It was a very good day. The Study Abroad phone confab left me almost convinced that our dream course in the U.K. is now practically an inevitability, though of course many devilish details remain to discharge. Delightfully devilish details, I've decided.
Maybe the best news on this front: my colleague's discovery of an ideal text anthology for our peripatetic journey called The Joys of Walking, small enough to slip in a pocket but rich and various enough of content (including the likes of Thoreau and Dickens) to attract students from across the disciplines.
Got off the phone and into the drink at precisely the time of mid-day when Sol's rays were hitting it right, the goldilocks swimmer's window. (Happiness, I've found, redounds to those who notice and applaud these small "just so" moments.)
Then, just as I'd climbed out and settled in to the deck chair for a few more sunny golden moments before getting back to work, I had to deal with an annoying, falsely-urgent bureaucratic paperless-pushing crisis. I hadn't filed the latest meaningless e-form at school, and the deadline loomed. (What happens when such deadlines pass? Happily, our "spectacular blue marble" keeps on spinning.)
Catastrophe averted, it was time to keep a happy appointment at Portland Brew with an old colleague. C & I taught computer ethics to Vandy engineers together years ago and had met up just once since his return from the west coast. Now, having built a thriving philosophy program from scratch out there in just a few short years, he's come "home" to turn the same trick. If he does it again, here, I'll call it a miracle. And unlike him, he knows, I don't believe in miracles.
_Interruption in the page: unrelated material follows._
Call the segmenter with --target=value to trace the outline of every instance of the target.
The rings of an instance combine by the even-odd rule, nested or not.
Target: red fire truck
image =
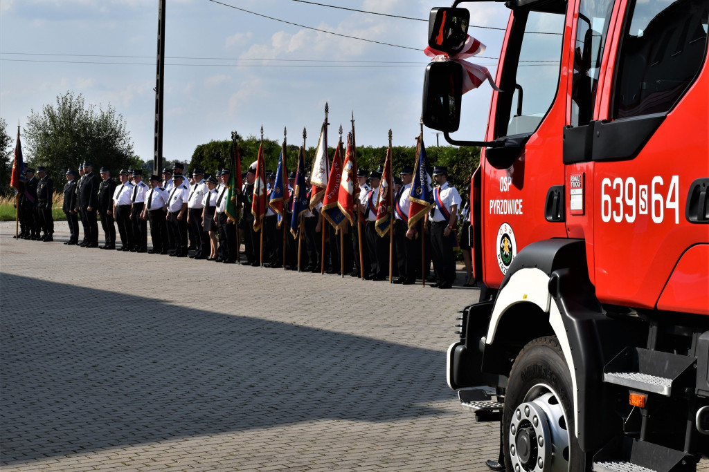
[[[461,3],[431,11],[444,57],[423,94],[428,127],[483,148],[483,289],[449,348],[450,386],[478,420],[500,419],[508,471],[696,471],[709,455],[709,1],[506,1],[483,142],[450,136]]]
But I do believe in the power of conversation and friendship to bridge Big Question differences. We differ on the God question, but share (besides some common experiences and mentors and pedagogical values) the language and mindset of pragmatism. When talking James, we complete one another's sentences. I'm looking forward to his book on the uses and abuses of prayer.
Our biggest point of agreement, pedagogically, is I think captured by the familiar quote from Plutarch by the bench in our Walnut Grove at MTSU: mind is a fire to be lighted...
We agree, our top job as teachers is to get our charges to understand what Emerson meant when he said students in libraries must not forget: those exalted old authors they've been assigned to read were themselves students in libraries too, typically, when they first thought about writing those books.
My friend and I had much to catch up on. We've both lost our dads since our last meeting, he quite recently. There's no replacing a good parent's (or a son's or daughter's) treasured and meaningful and real place in one's life. Our philosophy cannot entirely prepare us for the loss, or predict the priceless gain of happy memory that for most of us eventually overrides the grief.
We talked, too, about the present state of our profession and how much we both "pray" for the passing of the present voc-ed mania of administrators (as reflected in the "retention and graduation" mantra they keep drumming into our heads especially in the public sphere of higher ed). And I told him about Carlin Romano's uplifting celebration of The Philosophy Major, not (contrary to what some administrators would like students to believe) an endangered species at all.
The Filling Station, a beer-lover's mini-paradise. I'd brought my empty Rogue Dead Guy growler in happy anticipation, and filled 'er up with Duck Rabbit Milk Stout. I'm not dead yet, guy.
Capped the day with a wonderful spousal date at Alegria in Green Hills. If you go, ask for the crawfish hushpuppies. Life is good.